Yıllar geçti, olgunlaştım haliyle... en azından ecdadından başlamıyorum, daha doğrusu hemen ilk cümlede başlamıyorum, sohbetin ilerleyen aşamalarına bırakıyorum. Hayatımı az konuşangillerden İlker ile paylaşmamın bu olgunlaşmada etkisi yadsınamaz, sadece yaşlanmışlıkla alakalı dersek muhtereme haksızlık etmiş oluruz.
Vitrininde "PVC kaplanır" yazısını gördüğüm dükkanda da paraların özgeçmişine girmeden anlatmaya çalıştım. İtinayla cüzdanımdan çıkardım, kıvrılmış olan o küçük kenarı incitmeden kısa tırnağımın ucuyla düzelttim. "Hatıra parası, yani saklamak istiyorum. hani PVC filan kaplatırsam başına bir şey gelmeden uzun yıllar saklarım."

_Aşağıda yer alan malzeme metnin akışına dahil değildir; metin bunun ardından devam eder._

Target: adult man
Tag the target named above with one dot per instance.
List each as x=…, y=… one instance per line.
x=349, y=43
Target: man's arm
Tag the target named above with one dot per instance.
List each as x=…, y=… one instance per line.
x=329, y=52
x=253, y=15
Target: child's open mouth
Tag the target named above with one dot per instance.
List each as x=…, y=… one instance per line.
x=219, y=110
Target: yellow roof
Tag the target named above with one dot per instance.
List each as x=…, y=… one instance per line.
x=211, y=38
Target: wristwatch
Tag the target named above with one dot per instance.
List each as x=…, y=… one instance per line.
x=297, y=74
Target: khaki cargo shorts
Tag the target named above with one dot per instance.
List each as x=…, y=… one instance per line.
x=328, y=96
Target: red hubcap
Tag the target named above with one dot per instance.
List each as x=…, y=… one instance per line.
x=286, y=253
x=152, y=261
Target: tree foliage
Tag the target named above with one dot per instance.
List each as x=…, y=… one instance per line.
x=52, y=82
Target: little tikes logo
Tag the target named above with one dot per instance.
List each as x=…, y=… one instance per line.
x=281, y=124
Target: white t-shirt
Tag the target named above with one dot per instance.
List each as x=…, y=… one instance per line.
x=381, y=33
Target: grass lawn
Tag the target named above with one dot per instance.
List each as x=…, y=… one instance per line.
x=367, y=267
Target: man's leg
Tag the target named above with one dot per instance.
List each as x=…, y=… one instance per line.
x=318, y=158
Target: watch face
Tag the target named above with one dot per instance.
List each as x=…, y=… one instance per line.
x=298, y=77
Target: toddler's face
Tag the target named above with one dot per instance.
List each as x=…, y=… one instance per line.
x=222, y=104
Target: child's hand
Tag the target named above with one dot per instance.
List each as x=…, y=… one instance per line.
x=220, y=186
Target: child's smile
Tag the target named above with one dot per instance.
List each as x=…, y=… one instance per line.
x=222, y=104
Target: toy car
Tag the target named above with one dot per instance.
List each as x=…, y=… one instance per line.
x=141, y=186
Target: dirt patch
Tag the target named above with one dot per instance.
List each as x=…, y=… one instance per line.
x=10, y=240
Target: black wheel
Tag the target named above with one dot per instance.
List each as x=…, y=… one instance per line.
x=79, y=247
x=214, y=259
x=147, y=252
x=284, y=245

Duyarlı çocuk, hareketlerimdeki özenden, sesimdeki ciddiyetten paraların benim için değerini anladı. Nasıl bir şeffaf plakanın arasında koyacağını, makineden çıkarınca bir güzel kesip takdim edeceğini uzun uzun anlattı. Bu genç çocuğu şimdiden sevmiştim. "Yalnız" dedi, "makineyi yeni çalıştıracağım bir beş dakika ısınması lazım" hiç sorun değil. Gözüm gibi baktığım paralarımı, aldı tezgahın arkasına gitti.

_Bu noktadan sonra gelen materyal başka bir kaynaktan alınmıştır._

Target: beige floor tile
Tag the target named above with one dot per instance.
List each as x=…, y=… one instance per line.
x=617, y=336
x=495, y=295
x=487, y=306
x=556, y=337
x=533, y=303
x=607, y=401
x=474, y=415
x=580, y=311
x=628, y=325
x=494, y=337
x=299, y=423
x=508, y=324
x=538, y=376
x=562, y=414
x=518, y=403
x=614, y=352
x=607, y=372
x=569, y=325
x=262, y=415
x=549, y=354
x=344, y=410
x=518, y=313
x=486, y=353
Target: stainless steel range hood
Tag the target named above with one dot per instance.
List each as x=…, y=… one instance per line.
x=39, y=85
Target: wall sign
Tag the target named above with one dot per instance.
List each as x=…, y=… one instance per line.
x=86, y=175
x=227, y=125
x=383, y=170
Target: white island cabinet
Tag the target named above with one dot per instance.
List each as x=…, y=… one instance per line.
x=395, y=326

Ben de, o dükkan içinde beklemeye mahkum insanların yapmacık merakıyla çevremi incelemeye başladım. Tavandan tabana kutular, kutuların üzerinde "Nihat Hoca", "Erdal hocanın 3. dönem notları" gibi etiketler var. Bir taraftan da diğer eleman tarafından sürekli fotokopi çekiliyor, ben etrafı incelerken önümdeki tezgahın üzerine spiral ciltli ders notları bırakılıyor teker teker.
En üsttekini aldım, okunacak bir şey nihayetinde... İnsan ilişkileri, iletişim mi ne öyle bir ders. Millete bak ne kek dersler alıyor yav, hiç bizimki gibi Akışkan mekaniği, yok makine dinamiği gibi dersler değil. iletişiriz abicim bunda ne var?
Ben fakülteler arası ders programı eleştirimi iç sesimden yaparken tezgahın öte tarafında bir hareketlenme vukuu buluyor. Fotokopi çeken diğer eleman da şimdi benimkinin yanında. Bir koku bir duman geliyor peşi sıra...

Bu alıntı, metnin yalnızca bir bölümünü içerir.